Graterol was having as good a season as any starting pitcher in the Southern League before hitting the IL with a shoulder impingement in May. He worked to a sub-2.00 ERA across nine starts, striking out more than 20-percent of hitters despite a walk rate that has ticked up a bit since moving to Double-A. Minnesota’s top pitching prospect was named an all-star at mid-season despite being unable to participate in the game.

It’s all about power for the strong righty, who sits in the upper-90s and regularly touches 100 mph with his fastball. It’s an explosive, heavy pitch with bowling ball sink, racking up more than 50-percent of balls in play on the ground so far in 2019. Graterol prevents walks fairly well for such a young hard thrower, with command that grades behind his present control. He’ll never have to be too fine with this type of velocity, able to blow hitters away enough to profile as a starter even with command that likely won’t ever be better than a 40/45-grade attribute. His primary off-speed is a hard slider, coming in at 88-to-91 mph with cut-like shape. It flashes as a no-doubt 60/70-grade hammer when there’s two-plane action, though he often overthrows it with limited depth. Though a 8.69 K/9 is certainly good, two double-plus pitches would likely miss more bats if Graterol was able to change speeds more. Everything is hard, and though his upper-80s changeup shows promise–flashing the potential to be an above-average pitch playing off dominant velocity–it isn’t a big part of his pitch mix now.

Graterol is still just 20-years-old, so there’s time to project up on the parts of his game that still need some fine tuning.

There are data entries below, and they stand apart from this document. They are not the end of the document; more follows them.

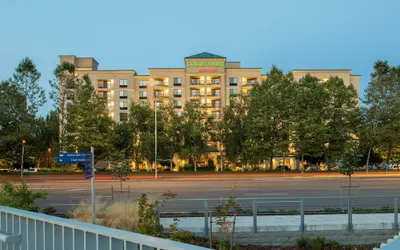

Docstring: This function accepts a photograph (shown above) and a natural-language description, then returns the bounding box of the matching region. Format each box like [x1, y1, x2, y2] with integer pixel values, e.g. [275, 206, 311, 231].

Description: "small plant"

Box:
[296, 235, 310, 248]
[327, 240, 340, 250]
[311, 236, 326, 250]
[344, 244, 354, 250]
[43, 207, 57, 216]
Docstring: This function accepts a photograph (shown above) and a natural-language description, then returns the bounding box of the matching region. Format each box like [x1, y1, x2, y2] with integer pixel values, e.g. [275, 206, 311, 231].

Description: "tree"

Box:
[324, 77, 359, 169]
[339, 141, 361, 196]
[111, 159, 131, 191]
[10, 57, 46, 116]
[221, 93, 247, 167]
[179, 102, 208, 171]
[364, 61, 400, 163]
[246, 66, 295, 168]
[293, 74, 329, 169]
[0, 81, 29, 166]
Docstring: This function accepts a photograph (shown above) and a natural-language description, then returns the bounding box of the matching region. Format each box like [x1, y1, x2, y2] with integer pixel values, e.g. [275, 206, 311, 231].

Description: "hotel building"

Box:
[60, 52, 360, 122]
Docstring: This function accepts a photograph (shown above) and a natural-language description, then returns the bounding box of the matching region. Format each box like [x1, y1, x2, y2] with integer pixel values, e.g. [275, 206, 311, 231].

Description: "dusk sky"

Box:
[0, 0, 400, 115]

The ingredients for a front-of-the-rotation starter are here, with the chance to pitch with average control and two 70-grade pitches at maturity. His fastball command and changeup will need to improve to reach that ceiling; Graterol could produce like a mid-rotation piece even with these two pitches, and if durability becomes an issue such that he needs a fallback, the stuff is easily here to be a force in a bullpen role. Given his injury issues this year, a contending Twins team might be tempted to fast-track Graterol as a reliever down the stretch, even if they ultimately ease him back into starting.